Al di là dei numeri – impietosi – secondo noi emergono indiscutibili responsabilità di politica economica e fiscale in capo agli ultimi governi, nonostante siano stati avvantaggiati da una favorevole congiuntura internazionale (buone dinamiche dell’euro, crollo dei costi energetici, quantitative easing adottato all’inizio del 2015 dalla Banca centrale europea di Mario Draghi, intervento che ha contribuito a determinare un risparmio di 17 miliardi di euro solo nel 2016 e di ben 47,5 miliardi nell’ultimo quadriennio per interessi sul debito) e nazionale (esiti positivi del programma di contrasto all’evasione fiscale, 19 miliardi di maggiori entrate nel solo 2016).

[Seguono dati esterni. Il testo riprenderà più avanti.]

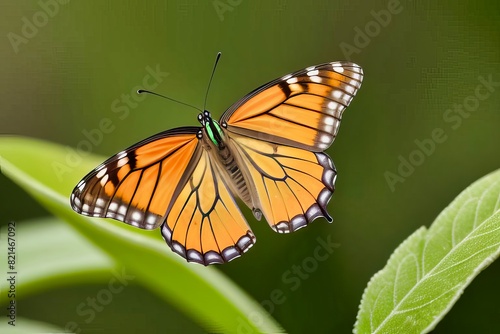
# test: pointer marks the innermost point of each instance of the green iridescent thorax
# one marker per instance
(214, 132)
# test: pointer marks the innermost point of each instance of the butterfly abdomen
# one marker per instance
(233, 171)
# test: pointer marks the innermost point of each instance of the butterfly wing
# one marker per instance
(169, 179)
(136, 185)
(204, 224)
(302, 109)
(279, 132)
(291, 186)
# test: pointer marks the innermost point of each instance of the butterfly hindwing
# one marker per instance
(204, 224)
(136, 185)
(267, 149)
(302, 109)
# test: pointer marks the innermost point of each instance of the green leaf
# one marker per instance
(41, 264)
(27, 326)
(428, 272)
(49, 172)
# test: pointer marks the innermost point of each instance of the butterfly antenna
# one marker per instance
(211, 77)
(140, 91)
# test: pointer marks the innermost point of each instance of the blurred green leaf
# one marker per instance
(49, 172)
(28, 326)
(41, 265)
(429, 271)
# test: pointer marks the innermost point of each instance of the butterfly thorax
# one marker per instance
(215, 139)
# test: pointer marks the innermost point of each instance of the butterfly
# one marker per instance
(267, 150)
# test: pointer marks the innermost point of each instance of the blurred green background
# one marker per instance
(421, 63)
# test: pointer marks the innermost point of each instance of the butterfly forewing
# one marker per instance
(204, 224)
(291, 186)
(302, 109)
(137, 185)
(269, 151)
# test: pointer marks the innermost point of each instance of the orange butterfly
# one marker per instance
(267, 149)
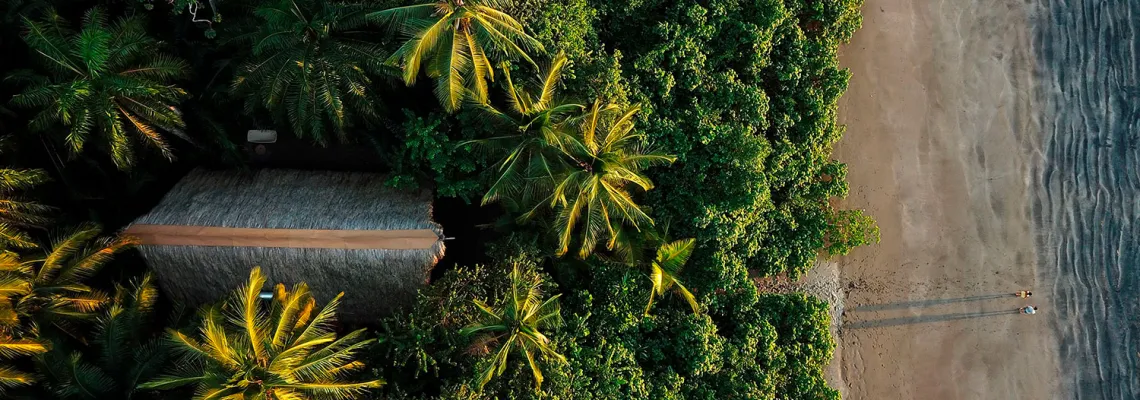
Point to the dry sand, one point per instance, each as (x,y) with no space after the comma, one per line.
(939,147)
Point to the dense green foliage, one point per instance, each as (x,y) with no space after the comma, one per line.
(620,127)
(311,67)
(122,353)
(454,42)
(107,79)
(288,350)
(19,212)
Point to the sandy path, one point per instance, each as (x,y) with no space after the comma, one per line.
(939,149)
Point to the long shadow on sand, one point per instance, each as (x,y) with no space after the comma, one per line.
(925,319)
(918,303)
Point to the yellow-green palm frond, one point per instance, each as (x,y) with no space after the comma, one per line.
(454,42)
(518,325)
(245,311)
(299,354)
(63,249)
(11,377)
(100,78)
(292,305)
(15,348)
(665,271)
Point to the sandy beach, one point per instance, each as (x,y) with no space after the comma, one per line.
(941,149)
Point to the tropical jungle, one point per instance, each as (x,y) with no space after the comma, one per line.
(616,174)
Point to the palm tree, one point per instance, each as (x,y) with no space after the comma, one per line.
(454,42)
(48,291)
(310,66)
(604,157)
(13,347)
(534,128)
(15,211)
(106,79)
(665,269)
(518,325)
(288,351)
(123,353)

In sostanza s’è persa l’occasione per orientare le risorse economiche al rilancio della crescita per mezzo di un preciso disegno organico in una prospettiva generale, in cui noi riteniamo sia centrale la ripresa della produzione attraverso il sostegno all’innovazione e all’internazionalizzazione delle imprese, il miglioramento dell’istruzione professionale e della formazione (con particolare attenzione a quella continua, anche per ridurre il mismatch, cioè lo squilibrio tra domanda e offerta nel mercato del lavoro), la sburocratizzazione della macchina amministrativa e della giustizia (elemento di freno degli investimenti internazionali), la digitalizzazione della pubblica amministrazione, il rilancio dell’edilizia attraverso la manutenzione e la riqualificazione dell’esistente, la lotta all’evasione e alla criminalità, ecc.

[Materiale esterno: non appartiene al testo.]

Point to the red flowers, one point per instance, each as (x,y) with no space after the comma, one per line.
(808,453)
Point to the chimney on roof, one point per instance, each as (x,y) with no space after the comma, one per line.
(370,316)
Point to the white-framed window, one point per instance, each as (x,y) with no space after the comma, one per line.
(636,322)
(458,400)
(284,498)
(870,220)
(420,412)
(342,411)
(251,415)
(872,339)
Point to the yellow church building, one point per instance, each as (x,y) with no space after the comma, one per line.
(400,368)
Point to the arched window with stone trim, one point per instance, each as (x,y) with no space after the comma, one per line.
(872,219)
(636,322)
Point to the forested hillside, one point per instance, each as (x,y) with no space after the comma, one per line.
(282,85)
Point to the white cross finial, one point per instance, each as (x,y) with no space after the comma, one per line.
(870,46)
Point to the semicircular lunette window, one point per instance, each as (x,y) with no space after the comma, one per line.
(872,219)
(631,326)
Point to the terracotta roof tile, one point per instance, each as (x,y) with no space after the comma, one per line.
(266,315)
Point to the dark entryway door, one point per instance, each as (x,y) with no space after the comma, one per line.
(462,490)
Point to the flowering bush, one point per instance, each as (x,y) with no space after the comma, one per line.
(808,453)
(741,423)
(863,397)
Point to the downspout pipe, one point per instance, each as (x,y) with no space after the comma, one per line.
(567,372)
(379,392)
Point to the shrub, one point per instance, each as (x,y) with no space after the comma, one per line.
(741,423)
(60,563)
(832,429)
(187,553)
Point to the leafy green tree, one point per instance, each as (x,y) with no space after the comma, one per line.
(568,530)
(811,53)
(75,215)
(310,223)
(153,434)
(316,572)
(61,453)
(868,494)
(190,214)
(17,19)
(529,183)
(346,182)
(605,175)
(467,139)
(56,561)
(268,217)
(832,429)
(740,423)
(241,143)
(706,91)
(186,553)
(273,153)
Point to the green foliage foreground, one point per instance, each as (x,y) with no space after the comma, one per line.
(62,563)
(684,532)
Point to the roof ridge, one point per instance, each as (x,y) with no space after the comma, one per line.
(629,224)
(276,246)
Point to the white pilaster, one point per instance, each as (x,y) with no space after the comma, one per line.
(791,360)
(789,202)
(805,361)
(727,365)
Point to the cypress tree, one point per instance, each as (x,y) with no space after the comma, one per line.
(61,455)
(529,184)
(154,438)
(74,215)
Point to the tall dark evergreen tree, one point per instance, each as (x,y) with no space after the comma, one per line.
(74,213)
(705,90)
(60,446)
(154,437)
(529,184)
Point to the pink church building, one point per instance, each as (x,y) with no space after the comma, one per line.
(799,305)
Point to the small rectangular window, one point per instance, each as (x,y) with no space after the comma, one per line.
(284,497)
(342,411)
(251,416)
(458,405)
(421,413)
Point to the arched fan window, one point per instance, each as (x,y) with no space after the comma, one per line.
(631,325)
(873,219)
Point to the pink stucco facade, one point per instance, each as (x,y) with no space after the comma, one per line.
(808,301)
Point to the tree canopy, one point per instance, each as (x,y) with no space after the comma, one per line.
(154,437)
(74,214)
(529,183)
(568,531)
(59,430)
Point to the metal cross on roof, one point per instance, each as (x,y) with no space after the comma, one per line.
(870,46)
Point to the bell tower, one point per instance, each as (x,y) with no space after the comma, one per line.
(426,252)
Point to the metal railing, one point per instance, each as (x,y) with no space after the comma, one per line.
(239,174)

Viceversa, more solito, le risorse sono finite, oltre che per l’abituale mantenimento dei privilegi e per garantire l’apparato bancario e finanziario, in azioni frammentarie e dal grande effetto mediatico, guidate da una forsennata ricerca di consenso. Esemplari le esose e confuse politiche dei “bonus” finiti nelle tasche di lavoratori dipendenti, certamente già privilegiati rispetto alle enormi sacche di precariato (provvedimenti risultati per giunta insufficienti nel rilanciare i consumi delle famiglie, per la Banca d’Italia la transizione in consumi non ha superato il 40 per cento). O l’eliminazione di tasse sulla prima casa, indubbiamente apprezzabili per le ricadute sociali, ma meno per quelle macroeconomiche. O ancora gli sgravi fiscali per le ristrutturazioni, senza tracciare una strategia complessiva di trasformazione ecologica dell’economia. Di contro, sono cresciute le disuguaglianze e si sono allargati i bacini di emarginazione e di povertà. E nel lavoro deregolamentato, sono esplosi i fenomeni della Gig Economy, i cosiddetti “lavoretti”, e dei vouchers, volati oltre quota 71 milioni nel 2015 secondo i dati dell’Inps.
Certo, non sono mancate apprezzabili iniziative a favore delle imprese, dall’eliminazione dall’Irap dei redditi di lavoro all’assegnazione agevolata dei beni ai soci, dalla riduzione dell’aliquota Ires al 24 per cento alla decontribuzione per i nuovi assunti, che però nella temporaneità ha avuto un effetto meteora. Le misure di detassazione e di incentivazione fiscale, anche qui con una logica a pioggia e senza una strategia costante e coraggiosa, hanno sostanzialmente fallito nel far recuperare al Paese quel 25 per cento di imprese perso negli anni più acuti della crisi. Ma la cura del tessuto produttivo resta l’unica via d’uscita dalla recessione e dalla deflazione per rilanciare la crescita, l’occupazione e, di conseguenza, i consumi.